Toutefois, l’administration Trump n’a pas fait référence à ces engagements lors de la mise en place des droits de douane le 2 avril. Au lieu de cela, elle a immédiatement soumis les véhicules construits au Canada à des droits de douane de 25 %. Les représentants canadiens ont déclaré qu’ils s’attendaient à ce que les États-Unis respectent l’accord et ont mis en garde contre d’éventuelles mesures de rétorsion dans le cadre de l’USMCA et de l’Organisation mondiale du commerce.
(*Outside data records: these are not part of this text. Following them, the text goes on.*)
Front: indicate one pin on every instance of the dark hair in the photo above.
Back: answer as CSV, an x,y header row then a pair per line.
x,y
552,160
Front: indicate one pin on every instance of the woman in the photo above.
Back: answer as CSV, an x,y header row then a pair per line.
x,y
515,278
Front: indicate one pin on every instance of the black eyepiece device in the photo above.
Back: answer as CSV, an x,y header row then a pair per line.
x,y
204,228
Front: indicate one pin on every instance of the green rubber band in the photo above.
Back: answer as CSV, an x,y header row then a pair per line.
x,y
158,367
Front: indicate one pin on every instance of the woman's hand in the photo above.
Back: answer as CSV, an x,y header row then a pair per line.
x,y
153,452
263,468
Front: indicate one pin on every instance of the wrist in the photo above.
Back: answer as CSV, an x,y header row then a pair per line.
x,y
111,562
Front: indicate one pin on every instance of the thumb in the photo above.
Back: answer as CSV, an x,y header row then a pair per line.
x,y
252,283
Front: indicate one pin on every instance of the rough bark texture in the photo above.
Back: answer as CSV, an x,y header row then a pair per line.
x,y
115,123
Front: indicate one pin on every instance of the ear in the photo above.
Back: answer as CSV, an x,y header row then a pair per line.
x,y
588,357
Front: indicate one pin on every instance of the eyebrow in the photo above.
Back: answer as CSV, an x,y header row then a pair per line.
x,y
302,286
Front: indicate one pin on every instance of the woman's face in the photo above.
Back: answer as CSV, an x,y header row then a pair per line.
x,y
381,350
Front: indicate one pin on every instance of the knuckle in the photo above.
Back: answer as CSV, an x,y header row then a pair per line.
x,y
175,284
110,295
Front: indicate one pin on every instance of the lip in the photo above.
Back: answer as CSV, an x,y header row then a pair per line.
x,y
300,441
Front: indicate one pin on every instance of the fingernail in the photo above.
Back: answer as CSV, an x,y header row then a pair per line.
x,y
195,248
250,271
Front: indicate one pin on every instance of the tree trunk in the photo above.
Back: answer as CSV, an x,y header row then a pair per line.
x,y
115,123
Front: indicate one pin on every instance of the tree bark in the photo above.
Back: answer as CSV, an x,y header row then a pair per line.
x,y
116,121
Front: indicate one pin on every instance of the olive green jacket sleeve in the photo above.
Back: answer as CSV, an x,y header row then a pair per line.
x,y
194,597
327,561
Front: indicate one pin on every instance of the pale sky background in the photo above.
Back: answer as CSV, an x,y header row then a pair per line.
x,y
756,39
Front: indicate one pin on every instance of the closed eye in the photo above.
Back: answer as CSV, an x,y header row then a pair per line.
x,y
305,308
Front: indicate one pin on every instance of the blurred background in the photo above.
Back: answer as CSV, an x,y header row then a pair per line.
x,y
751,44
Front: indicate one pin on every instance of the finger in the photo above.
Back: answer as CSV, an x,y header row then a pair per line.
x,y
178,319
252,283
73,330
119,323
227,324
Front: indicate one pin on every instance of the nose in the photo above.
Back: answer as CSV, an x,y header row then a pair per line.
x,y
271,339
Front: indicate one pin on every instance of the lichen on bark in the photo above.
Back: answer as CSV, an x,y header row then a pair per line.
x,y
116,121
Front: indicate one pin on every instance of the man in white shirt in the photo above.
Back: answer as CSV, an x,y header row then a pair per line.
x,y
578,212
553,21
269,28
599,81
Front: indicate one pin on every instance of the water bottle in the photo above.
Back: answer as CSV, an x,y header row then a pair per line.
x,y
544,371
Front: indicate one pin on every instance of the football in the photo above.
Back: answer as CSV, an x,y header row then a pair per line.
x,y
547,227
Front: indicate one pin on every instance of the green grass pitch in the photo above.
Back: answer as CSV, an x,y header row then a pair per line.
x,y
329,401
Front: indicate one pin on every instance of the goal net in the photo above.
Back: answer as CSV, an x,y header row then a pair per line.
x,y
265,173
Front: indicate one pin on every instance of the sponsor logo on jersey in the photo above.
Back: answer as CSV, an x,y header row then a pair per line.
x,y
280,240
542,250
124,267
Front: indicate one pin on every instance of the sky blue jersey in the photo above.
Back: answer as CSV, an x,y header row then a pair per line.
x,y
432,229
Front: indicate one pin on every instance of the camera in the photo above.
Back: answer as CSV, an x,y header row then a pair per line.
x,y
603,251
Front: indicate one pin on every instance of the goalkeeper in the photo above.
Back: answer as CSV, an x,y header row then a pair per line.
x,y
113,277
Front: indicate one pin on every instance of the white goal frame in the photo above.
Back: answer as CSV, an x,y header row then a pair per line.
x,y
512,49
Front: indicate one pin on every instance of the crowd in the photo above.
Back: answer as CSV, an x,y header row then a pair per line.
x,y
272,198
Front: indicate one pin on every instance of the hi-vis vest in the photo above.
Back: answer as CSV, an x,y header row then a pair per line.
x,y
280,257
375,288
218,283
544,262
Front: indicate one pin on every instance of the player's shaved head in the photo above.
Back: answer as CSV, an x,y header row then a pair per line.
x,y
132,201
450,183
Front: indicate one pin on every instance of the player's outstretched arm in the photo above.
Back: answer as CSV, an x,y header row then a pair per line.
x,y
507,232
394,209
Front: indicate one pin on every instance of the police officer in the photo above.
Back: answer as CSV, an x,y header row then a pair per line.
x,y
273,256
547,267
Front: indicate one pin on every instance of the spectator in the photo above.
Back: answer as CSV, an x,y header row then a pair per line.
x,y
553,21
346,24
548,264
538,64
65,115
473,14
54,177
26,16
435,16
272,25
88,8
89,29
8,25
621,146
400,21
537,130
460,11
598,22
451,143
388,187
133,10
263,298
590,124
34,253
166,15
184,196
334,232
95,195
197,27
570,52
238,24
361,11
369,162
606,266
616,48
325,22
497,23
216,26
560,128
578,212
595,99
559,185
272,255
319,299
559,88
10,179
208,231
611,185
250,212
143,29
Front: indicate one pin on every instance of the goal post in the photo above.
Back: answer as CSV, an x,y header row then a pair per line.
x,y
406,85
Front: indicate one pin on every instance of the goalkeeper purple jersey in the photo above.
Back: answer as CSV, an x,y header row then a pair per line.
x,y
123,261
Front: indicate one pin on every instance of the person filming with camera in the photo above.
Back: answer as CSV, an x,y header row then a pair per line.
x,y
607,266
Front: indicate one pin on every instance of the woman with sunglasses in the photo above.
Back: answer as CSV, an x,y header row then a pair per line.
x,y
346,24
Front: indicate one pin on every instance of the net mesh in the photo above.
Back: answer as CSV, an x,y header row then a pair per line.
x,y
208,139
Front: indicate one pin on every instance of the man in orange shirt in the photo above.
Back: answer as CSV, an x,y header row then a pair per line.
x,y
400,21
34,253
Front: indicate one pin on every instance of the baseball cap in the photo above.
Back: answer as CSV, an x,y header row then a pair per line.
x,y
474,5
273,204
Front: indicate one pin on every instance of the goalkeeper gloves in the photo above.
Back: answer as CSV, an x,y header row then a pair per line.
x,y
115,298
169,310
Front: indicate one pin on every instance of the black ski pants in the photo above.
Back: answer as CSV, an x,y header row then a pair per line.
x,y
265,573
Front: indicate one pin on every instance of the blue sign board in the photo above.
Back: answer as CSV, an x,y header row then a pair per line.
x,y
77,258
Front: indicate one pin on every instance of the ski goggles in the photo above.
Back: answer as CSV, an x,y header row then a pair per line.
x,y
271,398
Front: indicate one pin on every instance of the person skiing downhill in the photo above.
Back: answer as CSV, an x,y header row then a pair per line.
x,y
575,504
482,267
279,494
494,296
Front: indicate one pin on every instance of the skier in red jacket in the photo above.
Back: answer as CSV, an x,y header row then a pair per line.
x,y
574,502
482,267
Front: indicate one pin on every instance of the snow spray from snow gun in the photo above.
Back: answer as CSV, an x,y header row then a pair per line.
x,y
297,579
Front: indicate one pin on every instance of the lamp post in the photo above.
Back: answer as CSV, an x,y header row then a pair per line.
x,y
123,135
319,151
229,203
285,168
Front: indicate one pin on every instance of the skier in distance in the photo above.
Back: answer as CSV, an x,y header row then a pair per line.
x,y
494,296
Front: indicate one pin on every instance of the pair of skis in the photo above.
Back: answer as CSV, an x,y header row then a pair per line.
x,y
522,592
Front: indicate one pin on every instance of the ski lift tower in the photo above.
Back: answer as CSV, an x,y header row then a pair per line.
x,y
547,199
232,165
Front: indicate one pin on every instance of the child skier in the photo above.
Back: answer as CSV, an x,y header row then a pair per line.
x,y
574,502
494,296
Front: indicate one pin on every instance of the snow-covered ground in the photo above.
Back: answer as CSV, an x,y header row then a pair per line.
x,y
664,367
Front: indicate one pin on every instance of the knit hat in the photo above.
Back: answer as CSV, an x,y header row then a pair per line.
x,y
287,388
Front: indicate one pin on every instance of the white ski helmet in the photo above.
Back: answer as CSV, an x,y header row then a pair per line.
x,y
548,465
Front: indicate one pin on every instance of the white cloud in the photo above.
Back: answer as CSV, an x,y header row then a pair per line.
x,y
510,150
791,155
Réponse du gouvernement et tensions commerciales
Le premier ministre Mark Carney s’est entretenu avec le président Donald Trump le 28 mars, mais n’a reçu aucune assurance sur les exemptions. Le Canada a confirmé son droit de réagir si les États-Unis violent leurs obligations commerciales.
Le Mexique étudie également les options juridiques qui s’offrent à lui. Des fonctionnaires du ministère de l’Économie ont déclaré qu’ils évaluaient les implications pour les consommateurs et les producteurs mexicains.
Selon les experts juridiques, les lettres d’accompagnement de l’USMCA sur l’automobile avaient pour but d’empêcher le Canada et le Mexique de subir des pressions tarifaires lors de futurs différends commerciaux. Les analystes considèrent que les nouveaux droits de douane s’inscrivent dans une stratégie plus large visant à promouvoir la production automobile américaine et à limiter l’implication des chaînes d’approvisionnement étrangères.
Le bureau du représentant américain au commerce et le département du commerce n’ont pas répondu aux protections des lettres annexes omises.